The strengths of the biotechnology undergraduate program and its faculty have been recognized in several tangible ways. Many of the core faculty have received teaching and/or undergraduate advising awards, Dr. Barry Jesse (Cook College Award for Excellence in Teaching in 1994 and Outstanding Undergraduate Advisor in 1996, and Cook College Award for Sustained Academic Excellence in 2002); Dr. Donald Kobayashi (Cook College Award for Excellence in Teaching in 1996); Dr. Barbara Zilinskas (Cook College Award for Sustained Academic and Professional Excellence in 1990, Warren Sussman Award for Teaching Excellence in 1995, the USDA Food and Agricultural Sciences Excellence in College and University Teaching Award in 1996, and Rutgers Scholar-Teacher Award in 2003). Most of the core faculty has received competitive research awards, illustrating how good teaching and good research go hand in hand.

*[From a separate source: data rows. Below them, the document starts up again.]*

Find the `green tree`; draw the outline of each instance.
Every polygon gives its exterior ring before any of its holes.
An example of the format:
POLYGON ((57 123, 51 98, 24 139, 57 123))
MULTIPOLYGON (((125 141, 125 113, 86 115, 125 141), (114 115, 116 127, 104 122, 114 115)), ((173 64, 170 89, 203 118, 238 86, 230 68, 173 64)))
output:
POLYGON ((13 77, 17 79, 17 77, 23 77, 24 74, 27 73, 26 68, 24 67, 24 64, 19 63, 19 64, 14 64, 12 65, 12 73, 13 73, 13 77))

The Biotechnology Curriculum was originally reviewed by a panel of external scientists who found that "the faculty involved in the program are characterized by the terms excellence and enthusiasm. The program was one of the pioneering undergraduate Biotechnology programs in the USA and has been the model at other institutions". The Biotechnology Curriculum was recognized with the coveted 1997 Rutgers Award for Programmatic Excellence in Undergraduate Education; in 1998 with a USDA Higher Education Challenge Grant to enable further curriculum development and to provide summer research stipends and a summer enrichment program for our students; in 2000 with a $1.3 million grant from the State to support a project entitled "University-Industry Partnership to Enhance Biotechnology Education for a High Tech Workforce"; in 2006, with a grant entitled "Brazil-U.S. Biotechnology Education Partnership" to extend the experiential nature of our existing biotechnology training programs to include problems that transcend national borders; and in 2007 with a $600,000 grant from the National Science Foundation to support a scholarship and enrichment program for talented and financially needy students who wish to study biotechnology at Rutgers University.

Program Learning Goals

  1. Mastery of the major concepts and principles in the life and physical sciences that provide a solid foundation for understanding the advances in the field of biotechnology, defined in its broadest sense.

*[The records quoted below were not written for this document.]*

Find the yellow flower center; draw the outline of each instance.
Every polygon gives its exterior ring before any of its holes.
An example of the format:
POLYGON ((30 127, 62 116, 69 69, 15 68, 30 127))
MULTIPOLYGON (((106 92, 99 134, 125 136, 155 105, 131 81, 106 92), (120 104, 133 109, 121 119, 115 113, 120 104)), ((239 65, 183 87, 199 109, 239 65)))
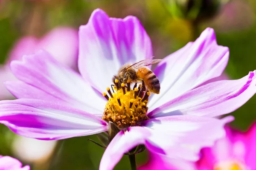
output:
POLYGON ((131 89, 130 82, 121 84, 118 87, 118 80, 115 80, 115 86, 112 88, 113 93, 109 88, 106 93, 103 93, 108 100, 104 109, 102 119, 108 122, 111 122, 120 128, 129 126, 140 125, 140 122, 149 119, 145 115, 148 107, 147 104, 150 93, 145 91, 141 85, 137 88, 137 83, 131 89))
POLYGON ((219 163, 215 166, 214 170, 244 170, 246 167, 244 164, 236 161, 227 161, 219 163))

  2. Development and utilization of critical thinking skills.
  3. Proficiency in the tools and scientific approaches used in biotechnology and how they are applied to solving real-world problems.

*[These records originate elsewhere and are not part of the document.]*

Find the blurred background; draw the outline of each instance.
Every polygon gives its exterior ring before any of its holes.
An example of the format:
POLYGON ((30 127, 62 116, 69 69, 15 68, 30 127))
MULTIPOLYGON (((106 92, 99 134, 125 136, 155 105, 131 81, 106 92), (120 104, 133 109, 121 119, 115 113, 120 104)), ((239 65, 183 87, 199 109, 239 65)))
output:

  4. Integration of knowledge from coursework and application of this knowledge to research and experience-based work.
  5. Development of a deeper understanding and knowledge of specialized areas through completion of option requirements.
  6. Ability to survey published literature, define an original problem for inquiry, design and execute experiments to test this problem, analyze the data, and present the research in writing or orally.
  7. Critical analysis of primary literature in the field and communication of this to peer group.
  8. Ability to work effectively in a team or independently in the laboratory and elsewhere.
  9. Development of an awareness and sensitivity to ethical issues in biotechnology.
  10. Attainment of knowledge base, technical proficiency, and communication skills for post-baccalaureate employment in the biotechnology field and for graduate/professional advanced education.